A workshop for researchers and practitioners to learn about and share:
- Ways learning analytics systems might amplify, reduce, or produce social inequities
- Strategies for monitoring and mitigating undesirable biases in learning analytics systems
- Opportunities to improve fairness in real-world learning analytics systems through researcher-practitioner partnerships
However, we encourage members of the broader LAK community to participate in this workshop, with or without a paper submission. There will be many opportunities for you to make valuable contributions during the workshop itself!
December 3 - Deadline for submissions December 18 - Extended deadline for submissions!
January 4 - Notifications sent out
February 5 - Camera-ready deadline
March 5 - FairLAK Workshop
Workshop information and objectives
Type of event: Half-day workshop
Date/Time: Tuesday, March 5 (9am - 12:30pm), in conjunction with LAK 2019 at Arizona State University
Mixed participation: both participants with a paper submission and other members of the LAK community are encouraged to participate!
The primary goals of this workshop are as follows:
- Cross-disciplinary translation: Introduce LAK researchers and practitioners to the state-of-the-art in fairness and bias in data-driven algorithmic systems.
- A venue to share work related to fairness in learning analytics: Share in-progress research/design work or on-the-ground experiences related to fairness and equity in learning analytics systems (e.g., algorithmic bias).
- Developing a research agenda: Collaboratively develop a research agenda for more equitable learning analytics, based on open problems and directions identified by workshop participants.
- Researcher and practitioner matchmaking: Identify opportunities for fruitful researcher-practitioner and researcher-researcher collaborations.
Tentative workshop schedule
A. Introductions and background (45 minutes):
Participants will share their personal objectives for the workshop. Then the organizers will provide a rapid overview of existing work on fairness in data-driven algorithmic systems. Researchers and practitioners will learn about existing, state-of-the-art methods to audit real-world learning analytics systems for potentially harmful biases, and strategies/methods to mitigate such biases.
B. Presentations of accepted contributions (60 minutes)
C. Collaborative group work (60 minutes)
- Problem-finding (20 minutes, small-group discussions): Participants will identify pressing open issues around fairness and equity in learning analytics systems, collecting issues on sticky notes in small-group discussions
- Sharing open problems and envisioning possible solutions (20 minutes, whole-group discussion): Groups will share the issues they have identified, synthesizing issues through affinity diagramming
- Turning ‘possible solutions’ into directions for future research (20 minutes, small-group discussions): Groups will gather around particular areas of the growing affinity diagram (based on areas of interest), to discuss specific issues that interest them in greater detail – this time generating ideas for possible projects
D. Synthesis, speed dating, and next steps (45 minutes)

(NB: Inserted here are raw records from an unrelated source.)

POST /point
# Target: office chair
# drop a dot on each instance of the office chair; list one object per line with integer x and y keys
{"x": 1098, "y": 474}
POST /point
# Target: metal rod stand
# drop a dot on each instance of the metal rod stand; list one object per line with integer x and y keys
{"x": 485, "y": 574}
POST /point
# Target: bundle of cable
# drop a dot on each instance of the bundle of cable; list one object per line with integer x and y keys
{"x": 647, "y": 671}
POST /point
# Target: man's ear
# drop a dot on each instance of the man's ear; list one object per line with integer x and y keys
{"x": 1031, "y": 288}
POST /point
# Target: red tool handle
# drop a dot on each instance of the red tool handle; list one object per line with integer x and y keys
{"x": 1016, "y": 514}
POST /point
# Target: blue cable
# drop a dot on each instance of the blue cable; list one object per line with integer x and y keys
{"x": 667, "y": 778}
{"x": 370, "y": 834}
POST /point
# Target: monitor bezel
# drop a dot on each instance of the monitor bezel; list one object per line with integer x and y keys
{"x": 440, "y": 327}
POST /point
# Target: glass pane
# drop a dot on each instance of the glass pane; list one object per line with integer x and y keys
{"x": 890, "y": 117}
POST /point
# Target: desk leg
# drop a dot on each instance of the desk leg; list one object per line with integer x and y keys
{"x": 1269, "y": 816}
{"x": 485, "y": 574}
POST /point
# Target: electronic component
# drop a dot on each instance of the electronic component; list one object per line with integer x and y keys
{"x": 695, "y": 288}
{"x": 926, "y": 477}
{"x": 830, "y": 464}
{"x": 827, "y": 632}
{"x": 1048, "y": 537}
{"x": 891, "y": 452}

- Developing a shared research agenda for Fair Learning Analytics (25 minutes, whole-group discussion): Based on the activities above, the organizers will work with participants to synthesize their ideas into a shared research agenda (i.e., a call to action for the LAK community, consisting of several concrete research and design directions)
- Speed Dating and Closing Notes (20 minutes): Researchers and practitioners will circulate throughout the room, engaging in brief (timed) conversations with others to begin exploring concrete opportunities for collaboration
Kenneth is currently a doctoral researcher in Human-Computer Interaction at Carnegie Mellon University. His research focuses on the co-design and evaluation of AI systems that augment and amplify K-12 teachers' abilities, instead of trying to replace them. He has also done research investigating industry practitioners' current practices, challenges, and needs for support in improving fairness in AI products used at scale. He has previously presented tutorials and symposia at SIGCSE and ICLS.
Shayan is currently a doctoral researcher in Computer Science at Carnegie Mellon University and a Visiting Student Researcher at Stanford University. His research is in the educational data sciences, educational technology, and learning sciences, with a particular focus on the prospects and limitations of computational models of student learning. One of his interests is studying the equitability of student models learned from data and finding ways to design more equitable student models.